«Не говорите о семейной жизни здесь [в Вене], отвечайте всем с учтивостью и достоинством, не проявляйте любопытства» и т. п. Мария-Терезия не стала проводить для Антонии ритуал, обязательный для выдаваемых за границу принцесс: посещение крипты в монастыре капуцинов, где с ХVII века в простых гробах хоронили их предков из династии Габсбургов[10]. Дело в том, что Мария-Иозефа, невеста короля Неаполитанского, после посещения склепа вскоре заболела оспой и скончалась, так что вместо нее в Италию отбыла Мария-Каролина. Потому императрица сочла такое посещение дурным предзнаменованием и решила обойти данный ритуал. Она отправила дочь на Святой неделе в монастырь, где днем с ней занимался аббат де Вермон, а по ночам мать лично вела с ней душеспасительные беседы о нравственном поведении.

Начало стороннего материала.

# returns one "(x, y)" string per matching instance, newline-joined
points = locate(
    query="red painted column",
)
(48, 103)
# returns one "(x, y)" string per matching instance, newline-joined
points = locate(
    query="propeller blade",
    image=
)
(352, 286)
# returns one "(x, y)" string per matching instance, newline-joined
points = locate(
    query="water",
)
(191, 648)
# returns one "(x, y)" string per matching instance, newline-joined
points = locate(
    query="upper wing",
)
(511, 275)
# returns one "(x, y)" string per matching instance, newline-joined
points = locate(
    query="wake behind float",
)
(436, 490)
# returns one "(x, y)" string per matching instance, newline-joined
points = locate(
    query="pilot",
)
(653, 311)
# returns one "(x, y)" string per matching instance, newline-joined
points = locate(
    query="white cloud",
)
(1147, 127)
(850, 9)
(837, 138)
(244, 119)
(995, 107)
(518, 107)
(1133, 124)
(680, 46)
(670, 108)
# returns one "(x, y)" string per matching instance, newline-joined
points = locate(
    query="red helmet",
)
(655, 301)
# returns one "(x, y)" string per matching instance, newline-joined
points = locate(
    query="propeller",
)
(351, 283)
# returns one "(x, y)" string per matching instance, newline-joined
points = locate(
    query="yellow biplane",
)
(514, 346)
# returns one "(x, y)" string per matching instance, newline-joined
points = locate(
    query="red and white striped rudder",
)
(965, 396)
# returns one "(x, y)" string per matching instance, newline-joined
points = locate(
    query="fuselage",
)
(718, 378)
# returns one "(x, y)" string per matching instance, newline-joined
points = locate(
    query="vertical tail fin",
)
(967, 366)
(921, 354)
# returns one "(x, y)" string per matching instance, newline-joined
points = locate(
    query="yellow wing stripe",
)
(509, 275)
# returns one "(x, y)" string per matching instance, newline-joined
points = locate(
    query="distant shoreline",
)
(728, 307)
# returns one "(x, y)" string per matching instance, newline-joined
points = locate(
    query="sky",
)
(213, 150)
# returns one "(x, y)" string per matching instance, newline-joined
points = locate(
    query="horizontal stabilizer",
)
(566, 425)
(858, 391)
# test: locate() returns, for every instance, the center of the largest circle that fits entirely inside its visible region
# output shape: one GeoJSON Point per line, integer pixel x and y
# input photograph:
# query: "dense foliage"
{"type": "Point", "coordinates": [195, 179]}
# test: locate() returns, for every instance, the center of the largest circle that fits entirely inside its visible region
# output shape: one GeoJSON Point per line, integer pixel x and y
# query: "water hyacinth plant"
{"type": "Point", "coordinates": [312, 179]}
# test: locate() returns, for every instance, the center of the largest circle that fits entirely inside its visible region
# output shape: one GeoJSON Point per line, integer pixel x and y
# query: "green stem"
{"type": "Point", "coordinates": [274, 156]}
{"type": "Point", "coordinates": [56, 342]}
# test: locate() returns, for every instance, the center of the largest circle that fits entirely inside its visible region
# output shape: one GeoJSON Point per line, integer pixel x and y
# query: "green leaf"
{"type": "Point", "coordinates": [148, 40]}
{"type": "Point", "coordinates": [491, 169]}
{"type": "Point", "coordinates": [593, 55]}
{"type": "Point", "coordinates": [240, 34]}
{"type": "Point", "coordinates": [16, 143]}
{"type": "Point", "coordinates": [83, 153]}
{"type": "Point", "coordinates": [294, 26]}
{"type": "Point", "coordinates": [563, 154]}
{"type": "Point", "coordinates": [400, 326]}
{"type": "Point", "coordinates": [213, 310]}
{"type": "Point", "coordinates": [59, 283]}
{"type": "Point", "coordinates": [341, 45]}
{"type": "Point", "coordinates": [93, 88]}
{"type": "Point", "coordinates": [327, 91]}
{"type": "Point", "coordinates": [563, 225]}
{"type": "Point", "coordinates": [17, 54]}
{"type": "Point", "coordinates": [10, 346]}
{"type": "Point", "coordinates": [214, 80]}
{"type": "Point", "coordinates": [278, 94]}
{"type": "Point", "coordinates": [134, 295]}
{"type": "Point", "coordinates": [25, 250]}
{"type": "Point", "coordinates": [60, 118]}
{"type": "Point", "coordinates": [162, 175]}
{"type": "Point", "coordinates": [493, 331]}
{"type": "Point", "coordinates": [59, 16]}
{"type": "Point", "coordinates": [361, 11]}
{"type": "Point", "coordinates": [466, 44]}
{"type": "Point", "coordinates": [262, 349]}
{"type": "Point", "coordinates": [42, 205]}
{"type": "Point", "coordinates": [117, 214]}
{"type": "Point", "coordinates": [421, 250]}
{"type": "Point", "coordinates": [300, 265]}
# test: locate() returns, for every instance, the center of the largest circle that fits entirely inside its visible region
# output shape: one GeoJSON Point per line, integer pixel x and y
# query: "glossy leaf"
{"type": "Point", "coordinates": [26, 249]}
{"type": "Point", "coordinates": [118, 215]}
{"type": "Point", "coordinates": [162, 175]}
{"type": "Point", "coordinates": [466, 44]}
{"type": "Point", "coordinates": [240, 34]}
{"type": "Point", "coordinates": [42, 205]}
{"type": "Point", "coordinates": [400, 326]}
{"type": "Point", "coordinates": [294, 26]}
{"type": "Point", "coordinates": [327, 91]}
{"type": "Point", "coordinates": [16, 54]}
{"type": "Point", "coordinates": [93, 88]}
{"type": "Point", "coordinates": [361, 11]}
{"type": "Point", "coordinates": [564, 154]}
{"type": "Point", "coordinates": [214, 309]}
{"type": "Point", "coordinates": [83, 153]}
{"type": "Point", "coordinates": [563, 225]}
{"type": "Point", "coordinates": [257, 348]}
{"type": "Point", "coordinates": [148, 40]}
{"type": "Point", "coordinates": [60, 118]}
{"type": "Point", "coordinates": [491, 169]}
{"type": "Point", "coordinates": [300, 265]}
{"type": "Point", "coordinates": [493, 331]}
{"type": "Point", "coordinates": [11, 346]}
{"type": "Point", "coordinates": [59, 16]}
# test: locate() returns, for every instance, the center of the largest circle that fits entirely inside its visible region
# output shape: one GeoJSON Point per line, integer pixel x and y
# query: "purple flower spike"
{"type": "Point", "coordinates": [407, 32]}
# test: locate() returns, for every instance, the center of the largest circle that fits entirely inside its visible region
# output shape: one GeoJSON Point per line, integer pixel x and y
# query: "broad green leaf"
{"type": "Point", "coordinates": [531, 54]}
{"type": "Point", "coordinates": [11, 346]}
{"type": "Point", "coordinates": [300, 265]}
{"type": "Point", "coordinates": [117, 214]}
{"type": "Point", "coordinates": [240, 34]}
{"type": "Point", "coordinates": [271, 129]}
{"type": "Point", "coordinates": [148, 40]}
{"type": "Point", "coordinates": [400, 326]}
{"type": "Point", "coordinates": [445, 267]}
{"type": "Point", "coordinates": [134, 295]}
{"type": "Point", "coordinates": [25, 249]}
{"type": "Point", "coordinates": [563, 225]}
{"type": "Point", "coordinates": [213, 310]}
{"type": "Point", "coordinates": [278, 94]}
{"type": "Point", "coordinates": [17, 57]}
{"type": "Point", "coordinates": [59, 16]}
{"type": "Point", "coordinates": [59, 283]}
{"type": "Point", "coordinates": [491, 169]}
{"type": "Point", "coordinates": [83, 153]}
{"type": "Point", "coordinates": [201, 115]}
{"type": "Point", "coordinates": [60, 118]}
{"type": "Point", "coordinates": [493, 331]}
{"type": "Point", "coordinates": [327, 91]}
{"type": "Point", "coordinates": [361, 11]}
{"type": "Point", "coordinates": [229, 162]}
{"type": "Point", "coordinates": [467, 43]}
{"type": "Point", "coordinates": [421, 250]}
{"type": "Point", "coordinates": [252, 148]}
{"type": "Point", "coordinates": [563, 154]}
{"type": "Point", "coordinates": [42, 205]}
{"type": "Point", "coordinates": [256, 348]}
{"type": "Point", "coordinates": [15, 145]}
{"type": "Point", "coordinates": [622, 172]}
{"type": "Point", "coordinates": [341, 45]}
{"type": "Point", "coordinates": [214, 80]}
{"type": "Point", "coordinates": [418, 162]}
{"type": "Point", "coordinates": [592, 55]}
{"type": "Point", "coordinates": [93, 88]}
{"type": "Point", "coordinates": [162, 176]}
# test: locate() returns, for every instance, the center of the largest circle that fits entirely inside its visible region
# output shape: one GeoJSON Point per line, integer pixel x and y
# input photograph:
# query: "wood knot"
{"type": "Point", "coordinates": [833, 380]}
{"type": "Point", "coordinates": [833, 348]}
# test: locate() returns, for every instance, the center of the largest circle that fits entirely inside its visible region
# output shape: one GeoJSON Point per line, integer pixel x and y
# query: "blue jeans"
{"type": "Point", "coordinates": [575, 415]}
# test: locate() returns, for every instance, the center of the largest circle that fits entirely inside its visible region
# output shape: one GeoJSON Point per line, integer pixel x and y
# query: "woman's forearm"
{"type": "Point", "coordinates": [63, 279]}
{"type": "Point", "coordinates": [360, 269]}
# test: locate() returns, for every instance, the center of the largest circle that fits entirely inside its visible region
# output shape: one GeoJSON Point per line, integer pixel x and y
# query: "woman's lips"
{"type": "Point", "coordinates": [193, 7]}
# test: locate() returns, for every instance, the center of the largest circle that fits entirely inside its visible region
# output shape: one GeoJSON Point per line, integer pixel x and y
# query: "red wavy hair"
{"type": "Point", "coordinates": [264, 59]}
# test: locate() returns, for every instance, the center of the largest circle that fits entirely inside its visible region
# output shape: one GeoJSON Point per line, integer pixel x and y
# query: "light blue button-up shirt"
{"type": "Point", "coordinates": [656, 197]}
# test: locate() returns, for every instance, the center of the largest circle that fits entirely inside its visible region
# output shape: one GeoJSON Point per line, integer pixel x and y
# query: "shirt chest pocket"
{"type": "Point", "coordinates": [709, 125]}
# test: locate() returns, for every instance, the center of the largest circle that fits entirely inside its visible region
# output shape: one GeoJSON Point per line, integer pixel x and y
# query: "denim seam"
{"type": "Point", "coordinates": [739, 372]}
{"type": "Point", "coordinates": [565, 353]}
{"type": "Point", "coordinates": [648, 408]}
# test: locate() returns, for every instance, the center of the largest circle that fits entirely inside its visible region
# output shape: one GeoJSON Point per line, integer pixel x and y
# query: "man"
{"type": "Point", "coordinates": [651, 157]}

Беспечность и легкомысленность Антонии были настолько очевидны, что императрица не находила себе покоя и, провожая дочь во Францию, вручила ей письмо для Людовика ХV:
«Сударь, брат мой, вот моя дщерь, но, скорее, дщерь вашего величества, которая будет иметь счастье передать вам сие послание; теряя столь дорогое дитя, я обретаю все мое утешение в том, что доверяю ее лучшему и нежнейшему из отцов. Соблаговолите направлять ее и повелевать ею; она исполнена наилучших желаний; но при ее возрасте я осмеливаюсь просить вас выказывать снисходительность в отношении какой-либо легкомысленности; ее желание заключается в готовности заслужить всеми своими действиями вашу доброту. Я еще раз рекомендую ее вам как самый нежный залог, каковой столь счастливо существует между нашими государствами и домами…».
За границей отечества
21 апреля 1770 года состоялся отъезд, и кортеж из множества карет и повозок, груженых приданым и всеми вещами, необходимыми для двухнедельного путешествия, влекомых 376 лошадьми, потянулся по дорогам Германии. На островке посреди пограничного Рейна, в специально построенном павильоне, состоялась передача невесты на новую родину: ее раздели донага и облачили с головы до пят в одежду французского производства. Заодно она рассталась со своей австрийской свитой; отныне ее будут окружать только французы. Это было символическое отречение от прошлой жизни, сродни принесения клятвы верности новой родине. Кстати, согласно неписаным правилам, предполагалось, что выдаваемые замуж за границу принцессы уезжают навсегда и никогда более не вернутся в отечество.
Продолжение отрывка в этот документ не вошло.